Asusta decir medio siglo..., hace cincuenta años una canción de ritmo saltarín, Dominique, nique, nique..., ejecutada por una monja, hablaba de un santo y estaba en primer lugar en los hit parades de Estados Unidos, tenía entonces credenciales para penetrar en todos los ambientes. La oí cantar a un sacerdote, a maestras, a empleadas domésticas. Era mandatoria en los paseos escolares. La usamos en clases de francés, puesto que originalmente estaba en esa lengua, ya que la intérprete, entonces conocida solo como Sor Sonrisa, era belga. Tardé décadas en enterarme de la lúgubre historia que se parapetaba detrás de la alegre melodía.

El pseudónimo Sor Sonrisa (Soer Sourire) encubría a Jeanne-Paule Marie Deckers, también llamada Jeannine, nacida hace ochenta años en Bruselas. Complica esta maraña de nombres, pero es necesario contarles que al profesar como monja dominica se llamó hermana Luc-Gabriel.
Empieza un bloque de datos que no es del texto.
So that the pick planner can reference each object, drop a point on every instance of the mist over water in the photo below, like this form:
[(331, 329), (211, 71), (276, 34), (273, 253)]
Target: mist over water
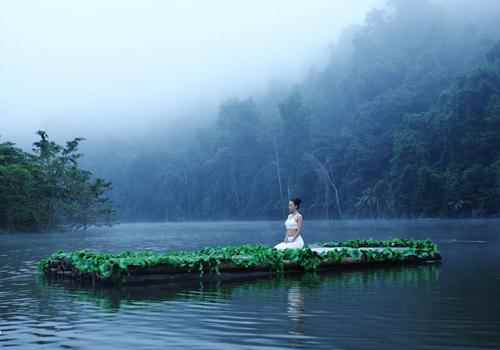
[(441, 306)]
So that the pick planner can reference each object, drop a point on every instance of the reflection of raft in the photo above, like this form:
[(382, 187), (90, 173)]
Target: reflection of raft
[(232, 263)]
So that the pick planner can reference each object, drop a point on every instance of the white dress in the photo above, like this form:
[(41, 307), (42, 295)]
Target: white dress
[(291, 223)]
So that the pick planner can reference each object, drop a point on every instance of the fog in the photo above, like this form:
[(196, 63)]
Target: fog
[(108, 69)]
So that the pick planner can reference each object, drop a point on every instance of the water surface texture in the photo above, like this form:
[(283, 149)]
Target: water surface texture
[(453, 305)]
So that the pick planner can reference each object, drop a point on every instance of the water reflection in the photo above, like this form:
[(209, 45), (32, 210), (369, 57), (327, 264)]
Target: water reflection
[(111, 299)]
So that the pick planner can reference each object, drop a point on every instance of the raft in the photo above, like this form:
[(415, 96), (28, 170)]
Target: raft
[(232, 263)]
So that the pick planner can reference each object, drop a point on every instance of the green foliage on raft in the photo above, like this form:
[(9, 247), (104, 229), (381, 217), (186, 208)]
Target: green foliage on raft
[(425, 244), (209, 260)]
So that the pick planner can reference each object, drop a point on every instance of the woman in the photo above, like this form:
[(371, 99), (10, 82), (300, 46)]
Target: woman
[(293, 225)]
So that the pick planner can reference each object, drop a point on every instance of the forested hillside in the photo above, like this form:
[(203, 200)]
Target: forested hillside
[(403, 121), (47, 190)]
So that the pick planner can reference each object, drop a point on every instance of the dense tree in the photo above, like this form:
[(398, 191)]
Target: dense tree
[(403, 120), (47, 190)]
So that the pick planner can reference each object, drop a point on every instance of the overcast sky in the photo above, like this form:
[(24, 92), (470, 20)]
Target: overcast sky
[(105, 67)]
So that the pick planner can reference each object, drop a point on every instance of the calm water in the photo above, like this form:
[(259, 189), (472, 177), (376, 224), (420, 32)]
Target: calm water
[(454, 305)]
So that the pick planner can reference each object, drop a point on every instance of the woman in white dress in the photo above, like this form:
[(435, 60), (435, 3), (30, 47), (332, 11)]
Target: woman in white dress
[(293, 225)]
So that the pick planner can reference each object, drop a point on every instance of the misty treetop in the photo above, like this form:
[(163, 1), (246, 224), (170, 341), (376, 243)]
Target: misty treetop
[(403, 121), (46, 189)]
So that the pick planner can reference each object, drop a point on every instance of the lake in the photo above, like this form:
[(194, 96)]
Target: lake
[(452, 305)]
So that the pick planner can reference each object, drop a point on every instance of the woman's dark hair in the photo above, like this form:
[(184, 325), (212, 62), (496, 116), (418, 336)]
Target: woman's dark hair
[(297, 202)]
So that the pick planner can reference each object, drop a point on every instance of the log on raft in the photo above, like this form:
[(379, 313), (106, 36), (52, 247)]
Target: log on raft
[(232, 263)]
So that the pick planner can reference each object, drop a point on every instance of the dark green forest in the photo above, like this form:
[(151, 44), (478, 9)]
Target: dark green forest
[(402, 122), (47, 190)]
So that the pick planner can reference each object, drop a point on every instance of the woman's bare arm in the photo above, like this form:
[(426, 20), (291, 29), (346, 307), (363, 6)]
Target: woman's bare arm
[(300, 223)]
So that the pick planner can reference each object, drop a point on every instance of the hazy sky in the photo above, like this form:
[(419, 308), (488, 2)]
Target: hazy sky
[(105, 67)]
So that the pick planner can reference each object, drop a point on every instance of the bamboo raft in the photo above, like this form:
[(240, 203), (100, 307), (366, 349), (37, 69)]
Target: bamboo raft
[(236, 268)]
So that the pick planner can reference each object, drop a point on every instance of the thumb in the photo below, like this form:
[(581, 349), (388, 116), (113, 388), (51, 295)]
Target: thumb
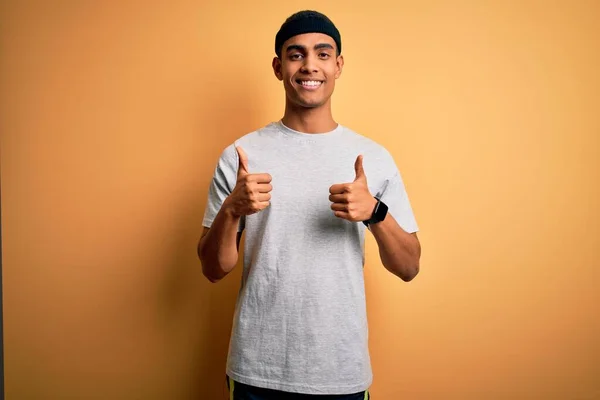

Dotada de una voz agradable y algún talento para la composición, creaba y ejecutaba canciones para consumo interno en su convento. Hasta que fue descubierta por la entonces boyante Philips, que le propuso grabar un disco. Las condiciones del arreglo espantan: el 95% para la disquera y 5%... ¿para Jeannine? No, para el convento, se entiende, es el voto de pobreza... Ser artista, ¡si no lo sabremos!, es hacer un voto de pobreza, también. Además, y esto lo imponía la orden, no podía mostrar su rostro. Este veto fue quebrado por acuciosos periodistas norteamericanos, pero su imagen fue opacada por la de la actriz Debbie Reynolds, que protagonizó una idílica película supuestamente basada en la historia de la monja cantante, por supuesto con la famosa Dominique como tema musical.

Todavía estaban frescos sus éxitos cuando decidió colgar los hábitos. Al hacerlo donó perpetuamente al convento sus derechos de autora. Lo que sí se llevó fue a la joven Annie Pescher, quien sería su pareja hasta el fin de su vida. Intentó hacer una nueva carrera como cantante, ¡y con otro nombre!, Luc Dominique, pero el éxito no volvió. Esto se puede achacar a sus posturas críticas con la Iglesia, a su abierta condición de lesbiana y a sus actitudes contestatarias en general. Más bien se dedicó a colaborar con su compañera en el tratamiento de niños autistas. Pero no contaban con un enemigo formidable de todo lo humano: el fisco. A pesar de que ella jamás recibió un céntimo por los derechos de autora e intérprete, a los recaudadores se les ocurrió que había evadido sumas astronómicas. Le impusieron atroces multas que determinaron la confiscación de la escuela para autistas que poseía con Annie. Las dos mujeres, despechadas, sumidas en la depresión y el alcoholismo, terminaron suicidándose en 1985. En el horrible final convergen muchos demonios: miopía eclesiástica, homofobia social, avilantez empresarial y, sobre todo, ferocidad fiscal. Este último es el peor, puedes transgredir reglas religiosas, sexuales, artísticas, pero con las impositivas no te metas, eso significa la muerte. Nietzche ya lo decía: “El Estado es el más frío de los monstruos fríos”.